SQL timeouts and disconnects?

  • Every 2 or 3 months we get sql timeouts or lose connection, mostly in SSMS. Usually disappears after a few days. This also causes disconnects from my application servers causing end uses to lose connection. At times, I can't even place my cursor in a sql query or execute - just hangs.

    Can't pinpoint a time or trend - just random. Nothing in the SQL log and haven't found anything in event viewer for the SQL box, yet.

    Ran continuous pings to the SQL box from my local pc while having the issue. There were no spikes or drops in packets. Doesn't seem to be network related. The SAN is a bit overloaded, but other than that the hardware is sufficient. Network/Hardware team can't find anything.

    What else can I check?

    SQL Server 2008 SP1; Enterprise (64-bit)

    OS: Win Server 2008 R2 Enterprise

  • Run PerfMon and a server-side sql trace. You might also check the default trace, see if it has enough back log to show you what was going on the last time this happened.

    You're sure there were no bulk loads or report runs when this happened? Maybe something that stole all the CPU processing? Does it happen around month end / quarter end? Find out who was doing what when this whole thing happened.

    And what do you mean by "The SAN is a bit overloaded?"

    Brandie Tarvin, MCITP Database AdministratorLiveJournal Blog: http://brandietarvin.livejournal.com/[/url]On LinkedIn!, Google+, and Twitter.Freelance Writer: ShadowrunLatchkeys: Nevermore, Latchkeys: The Bootleg War, and Latchkeys: Roscoes in the Night are now available on Nook and Kindle.

  • Brandie Tarvin (7/28/2011)


    You're sure there were no bulk loads or report runs when this happened? Maybe something that stole all the CPU processing? Does it happen around month end / quarter end? Find out who was doing what when this whole thing happened.

    There is no timing trend as far as month/quarter end. When I monitor PerfMon, SQL activity, and all hardware metrics - nothing is above average, no intensive processes

    And what do you mean by "The SAN is a bit overloaded?"

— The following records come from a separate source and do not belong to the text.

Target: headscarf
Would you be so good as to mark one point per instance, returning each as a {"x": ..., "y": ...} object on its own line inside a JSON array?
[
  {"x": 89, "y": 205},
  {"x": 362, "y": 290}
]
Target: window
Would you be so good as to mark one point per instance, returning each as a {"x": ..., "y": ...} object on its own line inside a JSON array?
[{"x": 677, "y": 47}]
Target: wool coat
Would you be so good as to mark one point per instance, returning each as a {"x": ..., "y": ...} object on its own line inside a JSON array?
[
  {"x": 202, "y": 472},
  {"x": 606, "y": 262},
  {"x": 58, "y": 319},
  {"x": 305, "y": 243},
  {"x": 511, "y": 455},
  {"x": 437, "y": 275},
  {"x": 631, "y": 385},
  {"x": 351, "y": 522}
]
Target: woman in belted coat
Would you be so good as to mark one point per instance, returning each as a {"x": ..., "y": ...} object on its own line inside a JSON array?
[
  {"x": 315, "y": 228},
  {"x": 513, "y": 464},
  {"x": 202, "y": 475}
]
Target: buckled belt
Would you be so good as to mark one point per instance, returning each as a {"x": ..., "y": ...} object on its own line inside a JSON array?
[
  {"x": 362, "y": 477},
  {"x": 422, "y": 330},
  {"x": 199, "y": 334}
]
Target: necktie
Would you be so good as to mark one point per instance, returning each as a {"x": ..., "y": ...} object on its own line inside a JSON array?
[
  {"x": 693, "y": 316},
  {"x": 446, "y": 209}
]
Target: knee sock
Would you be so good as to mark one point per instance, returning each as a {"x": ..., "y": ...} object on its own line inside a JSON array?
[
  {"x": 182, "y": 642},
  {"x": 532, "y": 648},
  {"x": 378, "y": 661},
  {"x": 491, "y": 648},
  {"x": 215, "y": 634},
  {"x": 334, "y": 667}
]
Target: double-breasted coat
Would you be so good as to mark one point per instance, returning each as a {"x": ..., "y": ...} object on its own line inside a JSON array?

    The db's and logs reside on a SAN and it is being worked pretty hard (controllers saturated), but no harder than usual. This COULD be the cause.

  • SkyBox (7/28/2011)


    And what do you mean by "The SAN is a bit overloaded?"

    The db's and logs reside on a SAN and it is being worked pretty hard (controllers saturated), but no harder than usual. This COULD be the cause.

    If you can't find any other problem, then I would say that *is* the problem. Time to find some real SAN performance monitoring tools and leave them running to see what happens during these intermittent problems.

    Brandie Tarvin, MCITP Database AdministratorLiveJournal Blog: http://brandietarvin.livejournal.com/[/url]On LinkedIn!, Google+, and Twitter.Freelance Writer: ShadowrunLatchkeys: Nevermore, Latchkeys: The Bootleg War, and Latchkeys: Roscoes in the Night are now available on Nook and Kindle.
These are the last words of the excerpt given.